Iii-B Over the network response expectations

The Wehe is a differential detector tool that compares the network responses for two types of traffic streams generated by the tool: original and control replay. The original replay uses the network traffic generated by the original application. This service-specific information present in the original replay is useful for network devices with DPI capability to identify and classify the service correctly. So, the original replay’s traffic performance over the Internet closely resembles the original application traffic on the same network. While original replay is exposed for detection to network devices, the traffic streams with bit reversed data or control replay is equally “not detectable” for classification. Thus it is expected that the control replay traffic evades the content-based application-specific traffic differentiation. The performances of two such traffic streams (detectable and non-detectable) differ if network devices apply different traffic management or traffic differentiation on each traffic stream as per content-based classification.

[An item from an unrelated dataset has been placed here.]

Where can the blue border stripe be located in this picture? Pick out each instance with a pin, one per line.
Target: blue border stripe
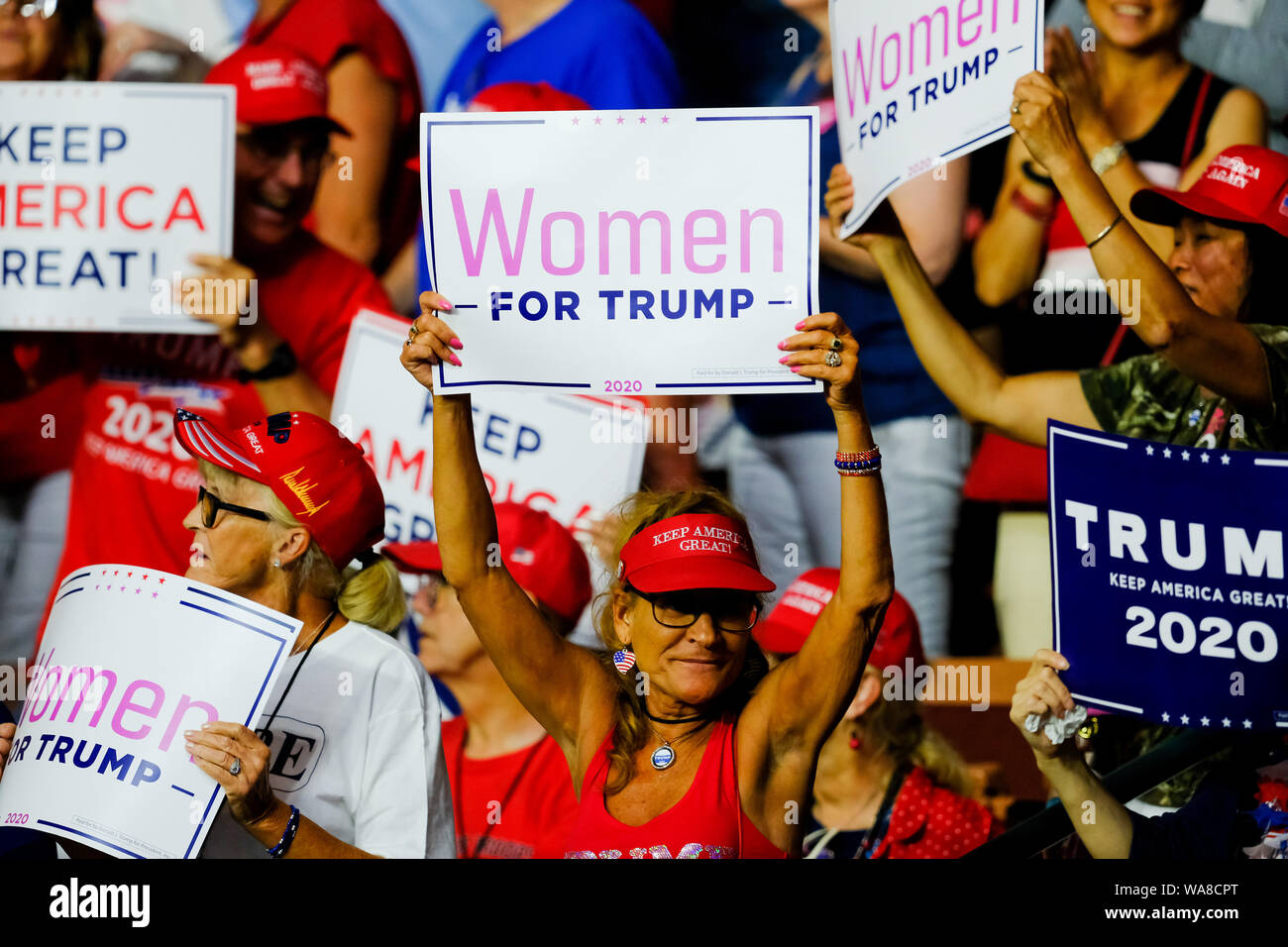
(237, 604)
(86, 835)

Iii-C TD detection scenario expectations

The Wehe uses the throughput performances of original replay and control replay to detect TD. The TD detection algorithm compares the throughput performances of its traffic streams. The methodology uses the throughput as a comparison metric due to its sensitivity to bandwidth-limiting traffic shaping. However, the tool expects that the TD detection algorithm does not detect TD based on throughput for traffic streams with traffic rates below the shaping rate. The rationale is that the shaper can not affect the performance of such an application stream. Many times both traffic streams get affected by other factors such as signal strength, congestion. It creates an irregularity in the received performance due to bandwidth volatility. It is mentioned to be leading to incorrect differentiation detection. The tool performs multiple test replays to overcome the effect of bandwidth volatility.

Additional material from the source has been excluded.